This song came on while I was driving home from work earlier and it reminded me of how I used to be a trendsetter among my friends for new music.
I was still in high school when this song came out. It was played heavily on the radio and MTV (back before streaming or even YouTube existed on the internet those were the main sources of hearing music) and I really liked the song. It easily got stuck in my head.
Since I had a part-time job, making my own money, and a passion for music, I spent a lot of time wandering around record stores, and when I saw this CD, I quickly bought it.
At first, my friends kind of made fun of me.
"You bought an entire album just because of one song?"
To which I would always reply, "It's actually a damn good album!"
Being the nice guy that I was, I would let me friends borrow that CD. When they returned it, they would almost always admit that I was right and they were going to buy their own copies.
It didn't stop with just this one album or this one band.
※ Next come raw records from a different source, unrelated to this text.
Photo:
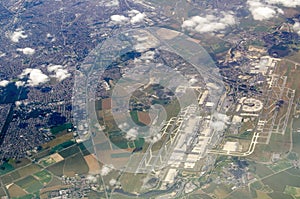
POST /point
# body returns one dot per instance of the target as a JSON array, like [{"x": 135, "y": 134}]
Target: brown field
[
  {"x": 106, "y": 104},
  {"x": 15, "y": 191},
  {"x": 94, "y": 167},
  {"x": 144, "y": 117}
]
It also wasn't always the 'popular' music on the radio. There were other ways that I would hear of new music that wasn't really playing anywhere that public.
I would often buy a CD that my friends had never heard of before, pop it into the CD player on my car stereo and drive around listening to it with my friends, getting them hooked on the same great music I enjoyed.
This actually went on for several years. I wouldn't exactly claim that I was single-handedly responsible for getting several non-American bands more popular down here in Dallas back in the 90s and early 2000s, but I definitely did help a lot to make that happen.
Once it became easier and easier to find random music online, along with the eventual algorithms, my trendsetter days started fading. I still try to expose my friends to stuff they have not heard of before, but it's not as easy to do as it used to be.
The main downside to this internet era of music, is that many people have returned to just listening to "that one popular song" that plays too often, and never take the time to check out entire albums of music.
The often unheard songs are frequently just as good, if not better, than the one playing everywhere else.